Chancellor George Osborne laid down the gauntlet to his Eurozone peers yesterday and said that the UK would refuse to put £1bn towards a short-term loan to Greece.
If Brussels insists the UK foots part of the bill, it would threaten relations between British and EU leaders as Osborne gears up to renegotiate the country’s membership terms.
“Britain is not in the euro, so the idea that British taxpayers will be on the line for this Greek deal is a complete non-starter. The Eurozone needs to foot its own bill,” Osborne said, arriving for a meeting of European finance ministers.
He was backed by Prime Minister David Cameron.

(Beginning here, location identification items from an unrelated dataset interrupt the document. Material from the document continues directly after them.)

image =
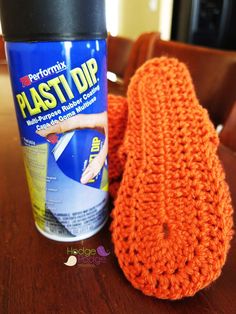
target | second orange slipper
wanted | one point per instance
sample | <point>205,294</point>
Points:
<point>172,221</point>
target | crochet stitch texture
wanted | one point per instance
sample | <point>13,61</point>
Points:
<point>172,220</point>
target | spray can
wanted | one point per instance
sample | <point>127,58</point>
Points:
<point>56,52</point>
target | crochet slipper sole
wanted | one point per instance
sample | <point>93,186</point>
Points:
<point>172,221</point>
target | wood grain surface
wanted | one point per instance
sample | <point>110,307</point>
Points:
<point>33,277</point>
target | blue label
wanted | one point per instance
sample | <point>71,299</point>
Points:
<point>60,95</point>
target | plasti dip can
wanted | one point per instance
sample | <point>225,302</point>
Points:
<point>56,52</point>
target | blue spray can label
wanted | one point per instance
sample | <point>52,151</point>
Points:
<point>60,95</point>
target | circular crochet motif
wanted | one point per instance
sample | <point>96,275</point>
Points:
<point>172,220</point>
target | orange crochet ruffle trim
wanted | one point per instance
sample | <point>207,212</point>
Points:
<point>172,219</point>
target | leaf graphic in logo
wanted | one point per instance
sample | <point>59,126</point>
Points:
<point>72,261</point>
<point>101,251</point>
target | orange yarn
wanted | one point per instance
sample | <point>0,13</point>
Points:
<point>172,220</point>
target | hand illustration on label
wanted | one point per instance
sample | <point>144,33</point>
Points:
<point>79,122</point>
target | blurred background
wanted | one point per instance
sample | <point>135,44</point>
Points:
<point>210,23</point>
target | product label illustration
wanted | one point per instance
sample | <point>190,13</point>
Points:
<point>60,98</point>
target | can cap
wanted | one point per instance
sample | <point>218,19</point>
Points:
<point>52,20</point>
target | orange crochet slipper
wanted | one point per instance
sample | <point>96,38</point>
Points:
<point>117,117</point>
<point>172,221</point>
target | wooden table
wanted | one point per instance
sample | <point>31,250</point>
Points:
<point>33,277</point>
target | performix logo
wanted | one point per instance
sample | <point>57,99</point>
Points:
<point>42,73</point>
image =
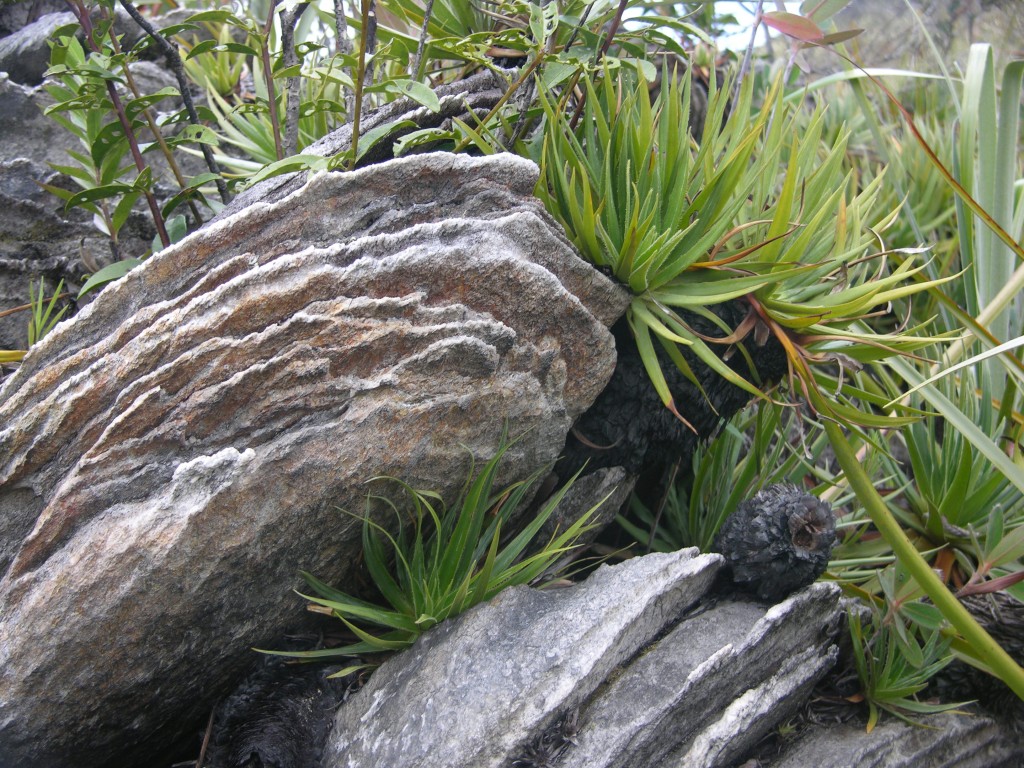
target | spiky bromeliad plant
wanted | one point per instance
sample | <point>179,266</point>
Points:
<point>758,211</point>
<point>445,561</point>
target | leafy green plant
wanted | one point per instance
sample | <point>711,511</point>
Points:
<point>750,453</point>
<point>43,318</point>
<point>441,562</point>
<point>889,679</point>
<point>758,212</point>
<point>41,321</point>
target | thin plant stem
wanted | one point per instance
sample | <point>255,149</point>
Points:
<point>151,120</point>
<point>289,17</point>
<point>271,95</point>
<point>612,30</point>
<point>360,65</point>
<point>749,53</point>
<point>417,68</point>
<point>344,47</point>
<point>170,51</point>
<point>82,13</point>
<point>506,96</point>
<point>987,650</point>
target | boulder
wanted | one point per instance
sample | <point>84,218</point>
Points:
<point>946,740</point>
<point>610,672</point>
<point>174,455</point>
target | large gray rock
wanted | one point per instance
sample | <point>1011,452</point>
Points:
<point>25,55</point>
<point>171,457</point>
<point>572,678</point>
<point>947,740</point>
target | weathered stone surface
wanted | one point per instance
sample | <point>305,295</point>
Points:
<point>508,672</point>
<point>476,690</point>
<point>713,687</point>
<point>173,456</point>
<point>949,741</point>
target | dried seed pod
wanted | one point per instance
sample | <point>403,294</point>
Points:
<point>777,542</point>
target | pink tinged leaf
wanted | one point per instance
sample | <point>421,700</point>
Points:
<point>794,26</point>
<point>836,37</point>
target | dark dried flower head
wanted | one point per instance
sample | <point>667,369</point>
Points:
<point>778,542</point>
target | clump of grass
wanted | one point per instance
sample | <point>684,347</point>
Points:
<point>441,561</point>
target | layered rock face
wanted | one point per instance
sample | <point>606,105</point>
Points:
<point>174,455</point>
<point>609,673</point>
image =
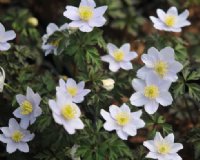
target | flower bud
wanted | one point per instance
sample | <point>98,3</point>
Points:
<point>108,84</point>
<point>2,79</point>
<point>33,21</point>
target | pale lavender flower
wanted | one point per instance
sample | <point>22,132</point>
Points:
<point>16,137</point>
<point>29,108</point>
<point>73,90</point>
<point>4,37</point>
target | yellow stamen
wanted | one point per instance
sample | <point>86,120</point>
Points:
<point>26,108</point>
<point>17,136</point>
<point>170,20</point>
<point>72,90</point>
<point>55,43</point>
<point>122,118</point>
<point>68,112</point>
<point>163,148</point>
<point>151,91</point>
<point>85,13</point>
<point>118,55</point>
<point>161,68</point>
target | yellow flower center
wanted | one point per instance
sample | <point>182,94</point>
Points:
<point>170,20</point>
<point>118,55</point>
<point>17,136</point>
<point>85,13</point>
<point>72,90</point>
<point>161,68</point>
<point>68,112</point>
<point>151,91</point>
<point>26,107</point>
<point>55,43</point>
<point>122,118</point>
<point>163,148</point>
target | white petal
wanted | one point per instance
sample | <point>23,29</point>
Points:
<point>110,125</point>
<point>167,54</point>
<point>153,155</point>
<point>161,14</point>
<point>138,84</point>
<point>23,147</point>
<point>125,108</point>
<point>137,114</point>
<point>150,145</point>
<point>130,56</point>
<point>13,124</point>
<point>90,3</point>
<point>126,65</point>
<point>175,67</point>
<point>138,123</point>
<point>76,24</point>
<point>150,58</point>
<point>2,28</point>
<point>184,14</point>
<point>28,137</point>
<point>142,72</point>
<point>114,66</point>
<point>172,11</point>
<point>97,22</point>
<point>69,129</point>
<point>165,99</point>
<point>122,135</point>
<point>111,48</point>
<point>37,112</point>
<point>4,46</point>
<point>138,99</point>
<point>114,110</point>
<point>72,13</point>
<point>51,28</point>
<point>86,28</point>
<point>125,48</point>
<point>9,35</point>
<point>99,11</point>
<point>53,106</point>
<point>6,131</point>
<point>151,107</point>
<point>77,123</point>
<point>4,139</point>
<point>58,119</point>
<point>176,147</point>
<point>11,147</point>
<point>158,137</point>
<point>130,129</point>
<point>170,138</point>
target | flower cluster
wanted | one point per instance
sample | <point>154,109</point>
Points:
<point>64,109</point>
<point>16,135</point>
<point>151,85</point>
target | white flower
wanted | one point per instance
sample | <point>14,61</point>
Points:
<point>150,93</point>
<point>86,16</point>
<point>161,63</point>
<point>33,21</point>
<point>122,120</point>
<point>29,108</point>
<point>163,148</point>
<point>2,79</point>
<point>16,137</point>
<point>119,57</point>
<point>73,152</point>
<point>66,113</point>
<point>73,90</point>
<point>52,28</point>
<point>108,84</point>
<point>170,21</point>
<point>4,37</point>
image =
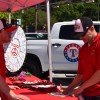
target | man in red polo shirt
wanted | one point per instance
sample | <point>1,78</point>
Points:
<point>88,76</point>
<point>5,92</point>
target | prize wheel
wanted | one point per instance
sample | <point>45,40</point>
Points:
<point>15,51</point>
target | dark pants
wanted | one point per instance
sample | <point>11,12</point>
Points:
<point>92,97</point>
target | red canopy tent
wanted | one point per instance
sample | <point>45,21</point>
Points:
<point>15,5</point>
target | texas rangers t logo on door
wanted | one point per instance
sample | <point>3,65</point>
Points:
<point>71,52</point>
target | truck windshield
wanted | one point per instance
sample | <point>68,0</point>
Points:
<point>67,32</point>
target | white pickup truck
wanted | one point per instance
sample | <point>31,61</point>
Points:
<point>64,48</point>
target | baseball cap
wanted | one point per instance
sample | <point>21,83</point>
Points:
<point>82,25</point>
<point>6,26</point>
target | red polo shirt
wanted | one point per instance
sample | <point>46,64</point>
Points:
<point>89,63</point>
<point>2,70</point>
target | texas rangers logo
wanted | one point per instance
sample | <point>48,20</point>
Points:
<point>71,52</point>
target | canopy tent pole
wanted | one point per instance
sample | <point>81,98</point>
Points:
<point>49,39</point>
<point>9,17</point>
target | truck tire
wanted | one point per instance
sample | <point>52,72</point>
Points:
<point>33,68</point>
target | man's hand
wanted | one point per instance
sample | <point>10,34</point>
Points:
<point>19,97</point>
<point>13,87</point>
<point>13,96</point>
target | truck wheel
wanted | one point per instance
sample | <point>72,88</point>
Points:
<point>33,68</point>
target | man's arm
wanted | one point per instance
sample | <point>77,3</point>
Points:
<point>76,82</point>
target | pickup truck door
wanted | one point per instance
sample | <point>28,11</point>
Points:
<point>65,52</point>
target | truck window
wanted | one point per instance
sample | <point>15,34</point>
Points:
<point>67,32</point>
<point>38,36</point>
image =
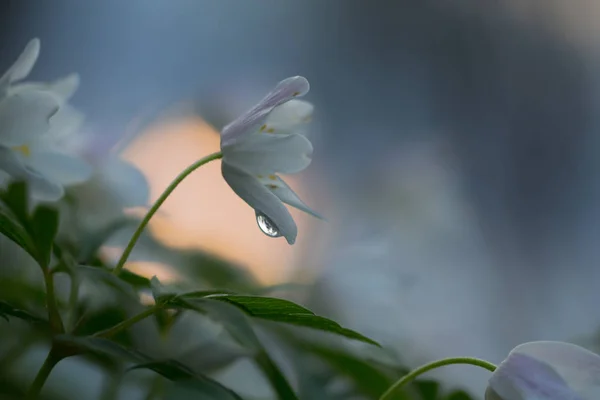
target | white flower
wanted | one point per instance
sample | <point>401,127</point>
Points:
<point>99,202</point>
<point>546,371</point>
<point>265,141</point>
<point>34,119</point>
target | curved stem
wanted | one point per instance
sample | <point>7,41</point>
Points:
<point>158,203</point>
<point>128,322</point>
<point>40,379</point>
<point>53,314</point>
<point>436,364</point>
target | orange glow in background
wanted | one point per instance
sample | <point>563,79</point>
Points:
<point>203,212</point>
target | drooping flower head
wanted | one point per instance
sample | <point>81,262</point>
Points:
<point>263,142</point>
<point>546,371</point>
<point>34,119</point>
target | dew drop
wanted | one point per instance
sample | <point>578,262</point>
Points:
<point>266,225</point>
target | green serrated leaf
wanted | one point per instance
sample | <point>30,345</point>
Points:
<point>108,278</point>
<point>198,390</point>
<point>459,395</point>
<point>239,327</point>
<point>15,197</point>
<point>14,230</point>
<point>170,369</point>
<point>159,292</point>
<point>368,379</point>
<point>136,281</point>
<point>199,294</point>
<point>44,226</point>
<point>279,310</point>
<point>101,347</point>
<point>7,310</point>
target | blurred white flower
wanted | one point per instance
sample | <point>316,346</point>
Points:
<point>99,202</point>
<point>34,120</point>
<point>546,371</point>
<point>265,141</point>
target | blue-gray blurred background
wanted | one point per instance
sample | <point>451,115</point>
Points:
<point>456,142</point>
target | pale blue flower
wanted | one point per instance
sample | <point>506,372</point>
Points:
<point>265,141</point>
<point>546,371</point>
<point>34,119</point>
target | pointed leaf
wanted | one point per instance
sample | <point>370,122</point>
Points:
<point>170,369</point>
<point>107,277</point>
<point>239,327</point>
<point>175,371</point>
<point>279,310</point>
<point>15,197</point>
<point>160,293</point>
<point>12,229</point>
<point>44,228</point>
<point>198,390</point>
<point>7,310</point>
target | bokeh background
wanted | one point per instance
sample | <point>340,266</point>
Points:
<point>455,154</point>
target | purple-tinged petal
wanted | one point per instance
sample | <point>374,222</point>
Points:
<point>25,116</point>
<point>268,154</point>
<point>60,167</point>
<point>251,121</point>
<point>578,367</point>
<point>40,186</point>
<point>22,66</point>
<point>290,116</point>
<point>249,189</point>
<point>285,193</point>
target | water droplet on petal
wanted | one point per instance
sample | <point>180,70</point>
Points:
<point>266,225</point>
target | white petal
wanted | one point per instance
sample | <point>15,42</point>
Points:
<point>285,193</point>
<point>63,132</point>
<point>267,154</point>
<point>580,368</point>
<point>249,189</point>
<point>41,187</point>
<point>251,121</point>
<point>23,66</point>
<point>24,116</point>
<point>521,377</point>
<point>126,182</point>
<point>63,88</point>
<point>60,167</point>
<point>289,116</point>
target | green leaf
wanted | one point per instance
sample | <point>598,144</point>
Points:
<point>199,294</point>
<point>36,234</point>
<point>14,230</point>
<point>279,310</point>
<point>44,228</point>
<point>136,281</point>
<point>170,369</point>
<point>428,389</point>
<point>197,390</point>
<point>238,325</point>
<point>15,197</point>
<point>459,395</point>
<point>159,292</point>
<point>108,278</point>
<point>7,310</point>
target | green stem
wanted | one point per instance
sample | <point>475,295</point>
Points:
<point>73,297</point>
<point>436,364</point>
<point>40,379</point>
<point>53,314</point>
<point>158,203</point>
<point>128,322</point>
<point>275,376</point>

“We’ve been clear we do not think British taxpayers should be providing funding for the Eurozone. We should be clear that there is no proposal on the table,” a spokeswoman for Cameron said.
It comes after reports on Monday suggested that Eurozone officials were considering using the he European Financial Stabilisation Mechanism (EFSM), which is funded by every EU member, to lend money to Greece. It would only be a short-term loan until a longer-term bailout deal is reached.
But in 2010 a promise was made to the UK that the EFSM would not be used for Eurozone bailouts and would be replaced by the European Stability Mechanism, which is only funded by countries in the Eurozone.
“It was a clear political promise that it [the EFSM] would not be used anymore so it raises a lot of questions about trust,” Raoul Ruparel, director of think tank Open Europe told City A.M. “The UK already has concerns over the dominance of the Eurozone within the EU.”
“It would certainly strengthen the case of those who want to see the UK leave.”
Ruparel believes short-term loans from individual Eurozone members to Greece would be the best option, especially given that many countries can borrow at negative interest rates over such a period.
As well as the UK, Sweden and Denmark also oppose using the EFSM, Spanish finance minister Luis de Guindos said yesterday.